Tom Wilkins stood the monotony of waiting very well. Used to the loneliness of the plains, his own thoughts sufficed. But Florence had no resources in herself. Accustomed to the clatter of New York, she had been bored even by the quietness of the life on the Sea Spume, and this was ten times worse. Day after day she did nothing but twirl her fingers and think about Baron Demidroff and his wonderful tale of Princess Yves Napraxine.

Such was her mood on the third afternoon of her imprisonment, when Wilkins, with a fatuity scarcely credible, attempted to cheer her up by making love to her. Florence promptly went into hysterics, and Wilkins had the time of his life in quieting her. That night, after pretending to go to bed, she slipped away, rowing herself ashore in the only small boat belonging to the sloop, and took the night train for St. Petersburg. By the time that Wilkins missed her she was at the office of Baron Demidroff.

Even when there, however, she found it none too easy to reach the Baron. Totally ignorant of the language, and unable to ask her way, she had to trust to luck, and luck did not favor her. It was late in the afternoon—the afternoon of the same day and at about the same hour when Caruth and Marie were leaving Gatchina—that she at last found her way to the Baron’s office and sent in a card inscribed with Olga’s name, but with the additional words, “Princess Yves Napraxine,” pencilled in the corner.

But after that events moved fast. Scarcely had her card vanished when the door was flung open and the Baron rushed in, both hands extended.

“Ah, Madame la Princesse!” he exclaimed. “To think of seeing you here! Come in! Come in!” Eagerly he urged her toward the inner office, pouring out the while a flood of welcomings. “Well! Well!” he exclaimed. “To think of it. Where did you come from, Princess? Where have you been all these days?”

Florence seated herself and stared at him with cool insolence. Instinctively she knew that she would gain no more from him by softness than she had gained in former days from the “Johnnies” in New York. Men were all alike, she decided, and the weeping, clinging girl was a back number.

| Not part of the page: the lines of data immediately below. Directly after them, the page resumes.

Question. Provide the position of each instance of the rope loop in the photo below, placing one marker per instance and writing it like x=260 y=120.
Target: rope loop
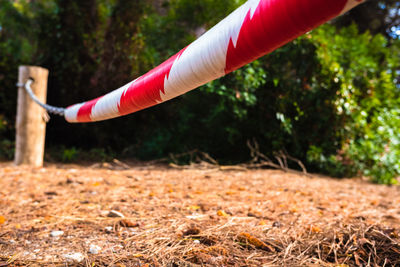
x=50 y=109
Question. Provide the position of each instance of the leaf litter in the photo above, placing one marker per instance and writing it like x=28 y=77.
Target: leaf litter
x=193 y=217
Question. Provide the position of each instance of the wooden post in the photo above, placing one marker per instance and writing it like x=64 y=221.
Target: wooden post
x=30 y=122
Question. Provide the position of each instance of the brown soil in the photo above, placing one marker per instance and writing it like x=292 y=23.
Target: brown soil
x=193 y=217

“Back off! Back off!” she ordered. “I’m not telling where I’ve been yet.”

“But the gold, Princess! The gold!”

“The gold is all to the downy. It’s where I can put my hand on it. You see, Baron, I’m one of the new woman push, and I ain’t trusting anybody. You might play fair if I turned the stuff over to you, and you might not. It’s me for the sure thing every time. That’s why I got me suitors to carry the gold off and hide it away till I got guarantees.”

Instead of showing vexation, the Baron chuckled. Such impudence from one altogether in his power was refreshing. Florence had made no mistake in her treatment of him. The Baron admired any one who was clever enough to see through him. Besides, the girl was very handsome.